Market open interest on the December $5,000 strike is currently 7,167 lots (179,175 tonnes). That on the $4,500 strike is 7,388 lots (184,700 tonnes). And towering above everything, quite literally in the chart above, is the $4,000 strike with 10,899 lots (272,475 tonnes). There may be more.
It is in the nature of LME trading, particularly options trading, that what is visible on the exchange is the tip of a bigger over-the-counter iceberg.
Quite how big only becomes clear if those options are activated by a falling price. None of which is to say that the price must inevitably fall to those levels over the coming weeks and months, or that every option is an expression of expected direction.
Some of those options are undoubtedly speculative in nature with buyers eyeing copper’s downside potential.
But most of them are there as insurance policies, both for producers looking to protect themselves from further price falls and long futures position holders looking for a safety net in the event of another collapse.

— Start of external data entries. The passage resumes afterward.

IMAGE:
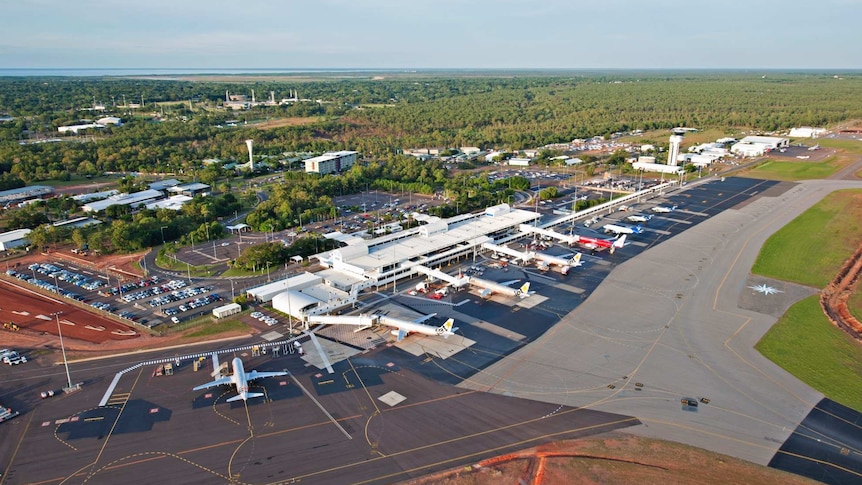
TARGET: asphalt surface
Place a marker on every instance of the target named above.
(628, 336)
(668, 325)
(155, 429)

And we know there is at least one big long futures position in LME copper. It’s there every day in the exchange’s market positioning reports  and it’s been there all year. Right now, it accounts for somewhere between 50 and 80% of all live LME stocks. There is another, smaller one as well, controlling between 30 and 40% of available tonnage.
It would be unusual, and highly risky, if such positions weren’t insured against the downside with put options an obvious part of the hedging tool-kit.
Whether you believe copper might fall as far as $4,000 by the end of this year will come down to whether you are a demand sort of guy or a supply sort of gal.
If you’re the former, you’re probably in the Goldman Sachs camp, which has forecast an average price of $4,725 next year based on a negative view of Chinese demand. If the latter, you’re probably in the Citi camp. Its latest research, titled “Copper - it’s all about supply” (September 15, 2015), speaks for itself. Citi expects continued supply constraints, a mix of both the unforeseen and the price-related, to “push prices above $5,700 by Q4 2015.”

*Andy Home is a columnist for Reuters. The opinions expressed are his own.